BOGOR – Menteri Energi dan Sumber Daya Mineral (ESDM) Ignatius Jonan dalam memaknai Hari Sumpah Pemuda, mengajak Pemuda Katolik untuk menjadi pribadi yang bisa mewujudkan keadilan dan perdamaian dalam kehidupan berbangsa dan bernegara.

“(Pemuda Katolik) selalu harus menjadi garam,” kata Jonan usai menghadiri pembukaan rapat pimpinan nasional (Rapimnas) Pemuda Katolik di Hotel Padjajaran, Bogor, Jumat, (27/11/2017).

Menjadi garam, bagi Jonan berarti mewujudkan keadilan bagi masyarakat, seperti memberikan akses pemanfaatan sumber daya alam yang berkeadilan seperti yang tengah diperjuangkannya di Kementerian ESDM.

“Pemerataan dan keterjangkauan adalah hal yang mutlat harus diwujudkan,” katanya.

Sebagai contoh, saat ini menurut Jonan, masih banyak desa di seluruh Indonesia yang belum mendapat asupan listrik. Walaupun ada yang beberapa desa yang sudah berlistrik namun, tetap saja masi ada rumah yang tidak bisa menikmati listrik karena tidak mampu berlangganan.

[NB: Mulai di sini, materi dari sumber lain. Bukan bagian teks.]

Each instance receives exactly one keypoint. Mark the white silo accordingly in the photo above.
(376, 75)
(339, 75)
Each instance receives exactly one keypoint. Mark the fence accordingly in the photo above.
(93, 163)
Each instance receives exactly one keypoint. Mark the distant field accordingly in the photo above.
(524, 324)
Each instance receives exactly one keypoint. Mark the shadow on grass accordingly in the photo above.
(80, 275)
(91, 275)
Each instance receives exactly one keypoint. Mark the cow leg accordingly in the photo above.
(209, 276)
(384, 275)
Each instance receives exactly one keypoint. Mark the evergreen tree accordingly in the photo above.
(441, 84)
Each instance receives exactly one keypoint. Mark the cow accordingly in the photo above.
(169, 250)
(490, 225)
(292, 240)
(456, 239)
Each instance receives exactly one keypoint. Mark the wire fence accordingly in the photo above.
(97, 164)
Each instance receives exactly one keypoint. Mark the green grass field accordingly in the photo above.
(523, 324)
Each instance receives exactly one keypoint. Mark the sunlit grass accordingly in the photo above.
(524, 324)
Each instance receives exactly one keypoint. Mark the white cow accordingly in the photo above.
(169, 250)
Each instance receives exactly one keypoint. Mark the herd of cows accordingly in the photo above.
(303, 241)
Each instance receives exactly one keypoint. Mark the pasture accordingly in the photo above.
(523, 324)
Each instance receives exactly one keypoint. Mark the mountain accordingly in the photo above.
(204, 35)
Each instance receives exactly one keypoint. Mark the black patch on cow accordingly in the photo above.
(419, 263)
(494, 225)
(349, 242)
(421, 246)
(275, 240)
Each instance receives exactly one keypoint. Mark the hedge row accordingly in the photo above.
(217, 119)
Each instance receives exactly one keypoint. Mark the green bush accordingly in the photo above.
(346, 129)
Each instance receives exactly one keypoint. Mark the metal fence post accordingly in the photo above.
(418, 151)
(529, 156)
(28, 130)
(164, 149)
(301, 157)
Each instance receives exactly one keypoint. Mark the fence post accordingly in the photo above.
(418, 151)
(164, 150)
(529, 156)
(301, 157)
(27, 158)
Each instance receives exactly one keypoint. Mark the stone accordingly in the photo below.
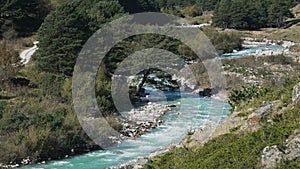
(293, 149)
(271, 156)
(296, 93)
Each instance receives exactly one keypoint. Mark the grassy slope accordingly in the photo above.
(239, 149)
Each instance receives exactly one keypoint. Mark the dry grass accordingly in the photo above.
(289, 34)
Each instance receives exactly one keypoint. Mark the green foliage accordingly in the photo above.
(22, 16)
(224, 42)
(245, 14)
(233, 150)
(66, 29)
(237, 96)
(10, 63)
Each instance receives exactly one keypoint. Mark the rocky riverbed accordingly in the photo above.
(141, 120)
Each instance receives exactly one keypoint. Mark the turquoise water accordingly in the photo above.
(194, 113)
(249, 51)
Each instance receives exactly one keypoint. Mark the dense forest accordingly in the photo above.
(37, 119)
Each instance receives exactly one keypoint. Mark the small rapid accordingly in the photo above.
(191, 113)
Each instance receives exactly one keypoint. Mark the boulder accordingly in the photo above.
(271, 156)
(296, 93)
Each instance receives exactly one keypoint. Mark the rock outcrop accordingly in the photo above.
(272, 155)
(296, 93)
(141, 120)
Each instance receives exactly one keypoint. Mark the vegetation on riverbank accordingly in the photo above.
(241, 149)
(37, 119)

“Anak muda yang tumbuh dalam rumah tersebut akan mememiliki dendam sosial yang besar dalam jangka panjang. Situasi seperti ini akan membahayakan persatuan nasional dan keutuhan kita sebagai bangsa,” jelasnya.

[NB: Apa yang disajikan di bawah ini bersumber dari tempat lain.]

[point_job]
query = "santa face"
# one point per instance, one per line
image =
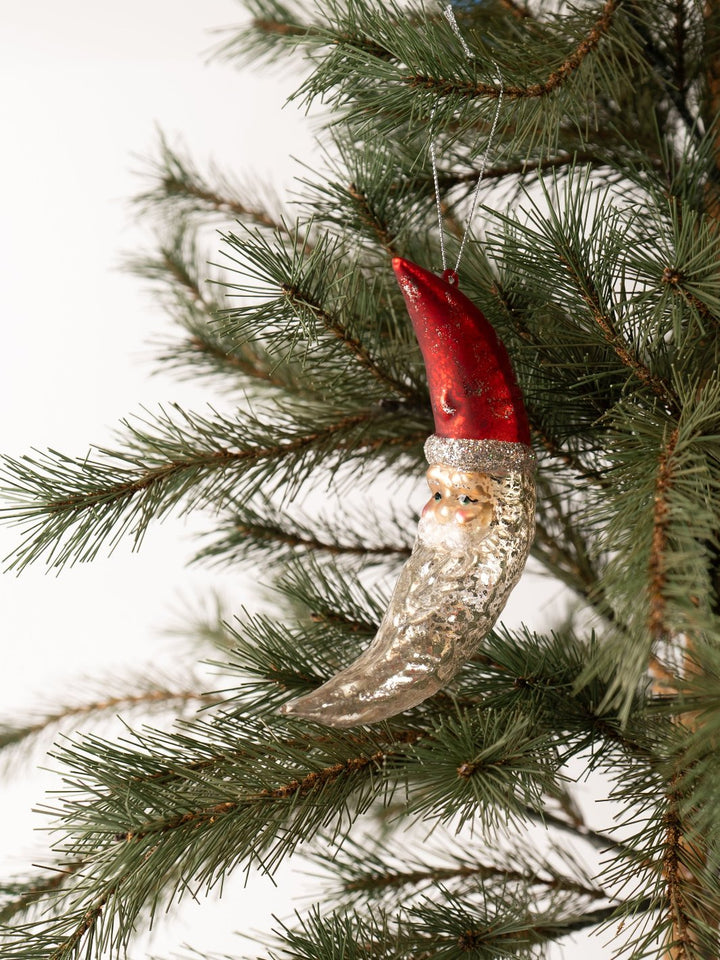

Maka, menurut mantan menteri perhubungan tersebut semangat Sumpah Pemuda hendaknya dilihat sebagai semangat kaum muda dalam membangun bangsa Indonesia yang disesuaikan dengan konteks tantangan zaman yang berubah-ubah.

“Intinya, ada semangat pemuda membangun Indonesia. Saya selalu menganjurkan karena zaman selalu berubah-ubah, zaman selalu maju, maka pemuda harus mengikuti perkembangan zaman.”

“Pemuda harus mengabdi kepada negara harus sesuai dengan perkembangan zaman,” ujarnya.

Dia juga mencontohkan bagaimana pemuda menghadapi persoalan kebangsaan, toleransi dan keberagaman saat ini. Menurutnya, para pemuda Indonesia harus belajar dari para pendiri bangsa, yang mendirikan bangsa ini dengan semangat kebangsaan dan kebinekaan.

“Semangat kebangsaan dan kebinekaan inilah yang perlu dihadirkan kembali, misalnya, kita saling menghargai dan menghormati perbedaan. Saat ini, kita harus bangun bangsa ini dengan, dari Sabang Sampai Merauke, dari Miangas sampai Rote, tanpa sekat-sekat SARA sama sekali,” tandas dia.

Jonan juga menegaskan bahwa negara ini dibangun dengan falsafat Pancasila. Salah satu poin dari falsafat Pancasila, kata dia adalah melihat perbedaan dengan mengedepankan semangat inklusif.

“Kita jangan mengedepankan semangat eksklusif, tidak perlu merasa ada yang mayoritas dan ada yang minoritas,” ungkap dia.